Easily Convert IUPAC Nomenclature to SMILES, InChI, or Molfile with Rubidium
A recent article introduced Rubidium, a cheminformatics toolkit written in Ruby. One of Ruby's strengths is the speed with which it enables disparate pieces of code to be glued together - even if they're written in different programming languages. In this article, we'll see how Rubidium can be extended to provide support for converting IUPAC nomenclature into SMILES, InChI, or Molfile formats.
About Rubidium
Rubidium is a cheminformatics toolkit written in Ruby. Rubidium is currently configured to run on JRuby, although future versions may also work with Matz' Ruby Implementation (MRI) via Ruby Java Bridge.

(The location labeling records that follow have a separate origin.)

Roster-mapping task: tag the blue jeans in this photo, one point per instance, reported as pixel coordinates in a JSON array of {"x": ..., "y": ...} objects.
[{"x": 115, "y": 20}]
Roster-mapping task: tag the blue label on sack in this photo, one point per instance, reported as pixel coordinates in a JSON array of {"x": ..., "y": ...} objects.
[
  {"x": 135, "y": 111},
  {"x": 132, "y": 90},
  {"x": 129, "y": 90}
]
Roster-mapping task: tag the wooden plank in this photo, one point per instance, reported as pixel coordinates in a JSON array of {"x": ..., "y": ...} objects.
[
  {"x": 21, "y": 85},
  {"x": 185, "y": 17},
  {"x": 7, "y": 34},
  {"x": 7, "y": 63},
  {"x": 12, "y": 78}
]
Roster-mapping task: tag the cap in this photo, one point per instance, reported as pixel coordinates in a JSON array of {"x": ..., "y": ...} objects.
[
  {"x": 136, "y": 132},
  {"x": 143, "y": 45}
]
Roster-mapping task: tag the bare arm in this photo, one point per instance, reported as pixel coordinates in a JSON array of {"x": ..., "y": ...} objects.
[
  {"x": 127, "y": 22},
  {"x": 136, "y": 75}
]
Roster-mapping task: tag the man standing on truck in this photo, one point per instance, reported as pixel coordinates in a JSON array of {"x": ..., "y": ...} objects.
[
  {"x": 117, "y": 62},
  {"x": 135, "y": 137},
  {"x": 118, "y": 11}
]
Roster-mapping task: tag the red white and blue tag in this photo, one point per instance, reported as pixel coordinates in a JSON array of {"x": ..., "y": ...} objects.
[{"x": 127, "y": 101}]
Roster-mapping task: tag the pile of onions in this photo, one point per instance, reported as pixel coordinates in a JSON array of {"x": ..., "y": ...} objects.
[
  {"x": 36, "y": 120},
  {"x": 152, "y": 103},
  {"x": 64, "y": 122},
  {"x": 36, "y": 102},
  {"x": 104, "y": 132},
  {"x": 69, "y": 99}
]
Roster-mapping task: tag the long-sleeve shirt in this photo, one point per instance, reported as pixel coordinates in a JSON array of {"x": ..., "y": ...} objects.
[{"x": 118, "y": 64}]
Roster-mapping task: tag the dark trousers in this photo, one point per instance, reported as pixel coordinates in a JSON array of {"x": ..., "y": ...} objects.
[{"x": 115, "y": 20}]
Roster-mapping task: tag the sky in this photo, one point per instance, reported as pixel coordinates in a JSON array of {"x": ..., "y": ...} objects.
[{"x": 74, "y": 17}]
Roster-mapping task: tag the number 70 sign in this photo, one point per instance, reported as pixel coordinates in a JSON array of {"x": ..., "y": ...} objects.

Rubidium will eventually be packaged as a RubyGem and hosted on RubyForge. For now, the toolkit consists of a running library that will updated and documented on this blog.
The Library
The library extends the CDK module presented in the previous article in this series. The main change is the addition of an IUPACReader
class, based on Peter Corbett's excellent OPSIN library:
class IUPACReader
import 'java.io.StringReader'
import 'uk.ac.cam.ch.wwmm.opsin.NameToStructure'
import 'org.openscience.cdk.io.CMLReader'
import 'org.openscience.cdk.ChemFile'
def initialize
@iupac_reader = NameToStructure.new
@cml_reader = CMLReader.new
end
def read name
cml = @iupac_reader.parse_to_cml(name)
raise "Could not parse '#{name}'." unless cml
@cml_reader.set_reader StringReader.new(cml.to_xml)
chem_file = @cml_reader.read ChemFile.new
chem_file.chem_sequence(0).chem_model(0).molecule_set.molecule(0)
end
end
Using this additional functionality requires nothing more than copying the OPSIN jarfile into the lib directory of your JRuby installation. You'll also need to place the CDK jarfile in this directory if you haven't done so already.
The complete Rubidium library can be downloaded here.
A Test
We can test Rubidium's IUPAC nomenclature parsing abilities with jirb
. For example, to convert from name to SMILES:
jirb
irb(main):001:0> require 'cdk'
=> true
irb(main):002:0> c=CDK::Conversion.new
=> #<CDK::Conversion:0x46ca65 ... >
irb(main):003:0> c.set_formats 'iupac', 'smi'
=> "smi"
irb(main):004:0> c.convert '1,4-dichlorobenzene'
=> "C=1C=C(C=CC=1Cl)Cl"
To convert from name to InChI (in the same jirb
session):
irb(main):005:0> c.set_out_format 'inchi'
=> "inchi"
irb(main):006:0> c.convert '1,4-dichlorobenzene'
=> "InChI=1/C6H4Cl2/c7-5-1-2-6(8)4-3-5/h1-4H"
And to convert from name to Molfile (also in the same jirb
session):
irb(main):007:0> c.set_out_format 'mol'
=> "mol"
irb(main):008:0> c.convert '1,4-dichlorobenzene'
=> "\n CDK 10/19/07,7:59\n\n 8 8 0 0 0 0 0 0 0 0999 V2000\n 0.0000 0.0000 0.0000 C 0 0 0 0 0 0 0 0 0 0 0 0\n 0.0000 0.0000 0.0000 C 0 0 0 0 0 0 0 0 0 0 0 0\n 0.0000 0.0000 0.0000 C 0 0 0 0 0 0 0 0 0 0 0 0\n 0.0000 0.0000 0.0000 C 0 0 0 0 0 0 0 0 0 0 0 0\n 0.0000 0.0000 0.0000 C 0 0 0 0 0 0 0 0 0 0 0 0\n 0.0000 0.0000 0.0000 C 0 0 0 0 0 0 0 0 0 0 0 0\n 0.0000 0.0000 0.0000 Cl 0 0 0 0 0 0 0 0 0 0 0 0\n 0.0000 0.0000 0.0000 Cl 0 0 0 0 0 0 0 0 0 0 0 0\n 1 2 2 0 0 0 0 \n 2 3 1 0 0 0 0 \n 3 4 2 0 0 0 0 \n 4 5 1 0 0 0 0 \n 5 6 2 0 0 0 0 \n 6 1 1 0 0 0 0 \n 7 1 1 0 0 0 0 \n 8 4 1 0 0 0 0 \nM END\n"
Conclusions
By re-using a simple conversion API together with another Java library, we've given Rubidium the ability to translate IUPAC nomenclature into other molecular languages. The additional code was both easy to write and easy to test. Future articles will discuss the packaging, distribution, and further elaboration of Rubidium.